Francés, nacido en 1915, con un padre diputado de la III República, miembro destacado del Partido Comunista, ateo convencido hasta que a los 20 años, todo ese mundo saltó por los aires. Fue en una capilla del Barrio Latino, tal como lo cuenta en «Dios existe, yo me lo encontré», Rialp, 1979. Dice:»un cardo que inopinadamente florece en rosas», y cuando se lo comunica a su padre, éste le llevó al psiquiatra pensando que había perdido el juicio. Fue un golpe tremendo dentro de una familia anticlerical que Frossard describe con todo detalle. Todo estaba en contra porque el ambiente y la educación recibida, ni siquera permitían plantearse un cambio en esa dirección. Algo impensable. Dios llama a las personas de espíritu inquieto, actúa en el momento y lugar menos pensado, siempre para responder a un afán de búsqueda del converso, siempre respetando su libertad. Pero recreando las sanas dudas y la lucha interior, porque la fe que es un don de Dios, hay que ganársela cada día con esfuerzo, una vez recibido ese don. A Frossard le costó escribir su conversión, pero necesitaba dar ese testimonio a los demás. «Dios existe, yo me lo encontré». Un título, una afirmación sorprendente, precisa. Se lo encontró fortuitamente, paseando tranquilamente por una calle de París. Fue un terremoto al que nunca se acostumbró, porque era acostumbrarse a la existencia de Dios. «había entrado, a las cinco y diez de la tarde, en una capilla del Barrio Latino en busca de un amigo, salí a las cinco y cuarto en compañía de una amistad que no era de la tierra».
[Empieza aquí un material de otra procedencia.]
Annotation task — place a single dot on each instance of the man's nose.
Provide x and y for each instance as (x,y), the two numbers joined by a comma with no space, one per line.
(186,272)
¿Qué había pasado? Porque nunca se había planteado ni remotamente la existencia de Dios, no le preocupaba en absoluto, pero entró ateo y de extrema izquierda, según su propia confesión, y salió «católico, apostólico y romano, arrollado por la ola de una alegría desbordante». En su obra no cuenta cómo llegó al catolicismo sino cómo no iba a ninguna parte, cómo no había ninguna reflexión previa, ninguna carga intelectual, simplemente se encontró allí, y allí estaba Dios esperándole. Así de simple. Genial, porque la imprevisión, el factor sorpresa son determinantes en la llamada de Dios. No existe programación ni análisis previo en André Frossard, fue algo repentino. Algo que está en el centro, dice Frossard, en el comienzo de su vida, «puesto que ésta, por la gracia del bautismo, debía revestir la forma de un nuevo nacimiento». Fue un instante que «cambió mi manera de ser, de ver y de sentir, transformando tan radicalmente mi carácter y haciéndome hablar un lenguaje tan insólito que mi familia se alarmó».
Fueron tres o cuatro minutos en aquella capilla los que provocaron «un mundo distinto, de un resplandor y de una densidad que arrinconan al nuestro entre las sombras frágiles de los sueños incompletos. Él es la realidad, Él es la verdad». Y seguía diciendo: «hay orden en el universo, y en su vértice, más allá de este velo de bruma resplandeciente, la evidencia de Dios». Para ahorrar suspicacias, Frossard repetirá varias veces que entró por casualidad, que su anticlericalismo estaba arraigado y que allí estaba Él, Dios. Por eso, en muchos de sus escritos, iba convirtiendo en oración estas reflexones repetidas, ahora ya, verdaderos actos de fe.